Das alles änderte sich schlagartig Ende März 2023 - also gut ein halbes Jahr bevor Hoeneß endgültig aus dem Aufsichtsrat ausscheiden sollte. Nach der Entlassung des damaligen Trainers Julian Nagelsmann baten Kahn und Salihamidzic um die Hilfe des alten Meisters, um den Deal mit dessen Nachfolger über die Ziellinie zu bringen. Schon bei Tuchels Vorstellung horchte man auf, als sich der neue Trainer explizit bei Hoeneß für dessen Vertrauen bedankte.
Hoeneß: Comeback der Abteilung Attacke
Es dauerte gut einen Monat, dann folgte der nächste öffentlichkeitswirksame Auftritt des alten Klub-Patriarchen. Der FC Bayern war gerade aus der Champions League ausgeschieden und hatte anschließend gegen Mainz die Tabellenführung in der Liga verspielt, da machte der 71-Jährige seine Aufwartung am Trainingsgelände, schüttelte Tuchel - gut sichtbar für die Fotografen - die Hand und verwickelte ihn in ein Gespräch. Hoeneß' Auftritt erinnerte etwas an Don Corleone. Das mächtige Familienoberhaupt richtete eine Botschaft an sein zerrüttetes Haus.
Am letzten Spieltag folgte der große Knall. Kahn entlassen. Salihamidzic entlassen. Rummenigge kehrt zurück in den Aufsichtsrat. Der große Tanker war in den Augen von Hoeneß vom Kurs abgekommen und kurz bevor er über Bord zu gehen drohte, setzte er selbst zu einem Rettungsmanöver an. Seither ist Hoeneß wieder sehr präsent. Er spricht über Geld für Transfers, berichtet über Kane-Verhandlungen, kritisiert die eigenen Fans, bewertet die Trainersuche - und setzt Spitzen gegen die geschassten Mitarbeiter Tuchel und Kahn.
Ruhe beim FC Bayern: Hoeneß kann sich "schön zurücklehnen"
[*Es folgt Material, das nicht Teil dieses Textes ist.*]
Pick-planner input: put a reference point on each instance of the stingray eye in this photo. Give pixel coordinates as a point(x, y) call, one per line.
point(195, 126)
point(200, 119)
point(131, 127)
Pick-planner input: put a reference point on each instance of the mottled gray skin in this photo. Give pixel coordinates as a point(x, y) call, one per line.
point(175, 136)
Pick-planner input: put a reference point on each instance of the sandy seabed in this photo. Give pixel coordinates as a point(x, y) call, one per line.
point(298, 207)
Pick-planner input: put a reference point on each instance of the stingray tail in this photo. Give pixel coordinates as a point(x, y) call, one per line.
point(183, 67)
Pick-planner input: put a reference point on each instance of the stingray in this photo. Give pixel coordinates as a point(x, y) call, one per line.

In dieser Saison scheint der Tanker wieder auf Kurs. Auf der Bank sitzt mit Vincent Kompany ein Trainer, der auf dem Platz offensiv spielen lässt, dafür aber auf Pressekonferenzen so defensiv agiert, wie man es von einem ehemaligen Innenverteidiger erwarten kann. In der Führungsebene hat sich Hoeneß-Liebling Max Eberl als Sportvorstand eingelebt und Jan-Christian Dreesen wurde - trotz Ordner-Wurf-Gerüchte - einstimmig vom Aufsichtsrat um Hoeneß als dessen Chef bestätigt.
"Sorgen haben die anderen Klubs", sagte Hoeneß Anfang der Woche im "kicker" und schlussfolgerte: "Wir können uns nach einer längeren Zeit mal wieder schön zurücklehnen." Wann sich Hoeneß auch selbst so richtig zurücklehnt und das Ruder des großen Tankers ganz aus der Hand gibt, das bleibt auch fünf Jahre nach dem offiziellen Rücktritt abzuwarten.